“My lord,” replied Shikibu, prostrating himself, “your lordship’s intentions are just. Sogoro, indeed, deserves any punishment for his outrageous crime. But I humbly venture to submit that his wife and children cannot be said to be guilty in the same degree: I implore your lordship mercifully to be pleased to absolve them from so severe a punishment.”
“Where the sin of the father is great, the wife and children cannot be spared,” replied Kotsuke no Suke; and his councillor, seeing that his heart was hardened, was forced to obey his orders without further remonstrance.
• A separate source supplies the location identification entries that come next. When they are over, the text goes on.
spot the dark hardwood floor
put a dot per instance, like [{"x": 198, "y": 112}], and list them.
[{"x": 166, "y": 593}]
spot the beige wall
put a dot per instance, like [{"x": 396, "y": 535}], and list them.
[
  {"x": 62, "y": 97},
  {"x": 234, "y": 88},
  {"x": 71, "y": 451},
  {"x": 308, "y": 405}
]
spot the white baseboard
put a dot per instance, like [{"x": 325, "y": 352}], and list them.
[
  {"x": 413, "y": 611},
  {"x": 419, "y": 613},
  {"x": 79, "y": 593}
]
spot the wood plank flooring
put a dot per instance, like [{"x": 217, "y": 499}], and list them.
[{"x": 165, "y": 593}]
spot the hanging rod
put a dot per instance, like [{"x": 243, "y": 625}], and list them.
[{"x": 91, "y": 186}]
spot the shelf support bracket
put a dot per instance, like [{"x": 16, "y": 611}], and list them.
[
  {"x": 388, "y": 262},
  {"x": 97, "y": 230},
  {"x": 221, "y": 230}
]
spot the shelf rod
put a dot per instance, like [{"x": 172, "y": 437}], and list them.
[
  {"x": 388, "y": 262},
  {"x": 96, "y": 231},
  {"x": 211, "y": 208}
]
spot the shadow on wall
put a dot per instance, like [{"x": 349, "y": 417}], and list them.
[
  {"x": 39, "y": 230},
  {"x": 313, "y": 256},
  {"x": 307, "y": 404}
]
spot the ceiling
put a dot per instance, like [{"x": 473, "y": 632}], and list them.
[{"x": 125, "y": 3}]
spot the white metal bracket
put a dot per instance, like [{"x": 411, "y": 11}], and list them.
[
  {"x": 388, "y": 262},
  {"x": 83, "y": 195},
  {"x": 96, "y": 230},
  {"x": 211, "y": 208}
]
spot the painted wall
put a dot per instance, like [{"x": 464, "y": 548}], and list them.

So Kotsuke no Suke, having obtained that Sogoro should be given up to him by the Government, caused him to be brought to his estate of Sakura as a criminal, in a litter covered with nets, and confined him in prison. When his case had been inquired into, a decree was issued by the Lord Kotsuke no Suke that he should be punished for a heinous crime; and on the 9th day of the 2d month of the second year of the period styled Shoho (A.D. 1644) he was condemned to be crucified. Accordingly Sogoro, his wife and children, and the elders of the hundred and thirty-six villages were brought before the Court-house of Sakura, in which were assembled forty-five chief officers. The elders were then told that, yielding to their petition, their lord was graciously pleased to order that the oppressive taxes should be remitted, and that the dues levied should not exceed those of the olden time. As for Sogoro and his wife, the following sentence was passed upon them:—
“Whereas you have set yourself up as the head of the villagers; whereas, secondly, you have dared to make light of the Government by petitioning his Highness the Shogun directly, thereby offering an insult to your lord; and whereas, thirdly, you have presented a memorial to the Gorojiu; and, whereas, fourthly, you were privy to a conspiracy: for these four heinous crimes you are sentenced to death by crucifixion. Your wife is sentenced to die in like manner; and your children will be decapitated.
“This sentence is passed upon the following persons:—
“Sogoro, chief of the village of Iwahashi, aged 48.
“His wife, Man, aged 38.
“His son, Gennosuke, aged 13.
“His son, Sohei, aged 10.
“His son, Kihachi, aged 7.”
The eldest daughter of Sogoro, named Hatsu, nineteen years of age, was married to a man named Jiuyemon, in the village of Hakamura, in Shitachi, beyond the river, in the territory of Matsudaira Matsu no Kami (the Prince of Sendai). His second daughter, whose name was Saki, sixteen years of age, was married to one Tojiuro, chief of a village on the property of my lord Naito Geki. No punishment was decreed against these two women.
The six elders who had accompanied Sogoro were told that although by good rights they had merited death, yet by the special clemency of their lord their lives would be spared, but that they were condemned to banishment. Their wives and children would not be attainted, and their property would be spared. The six men were banished to Oshima, in the province of Idzu.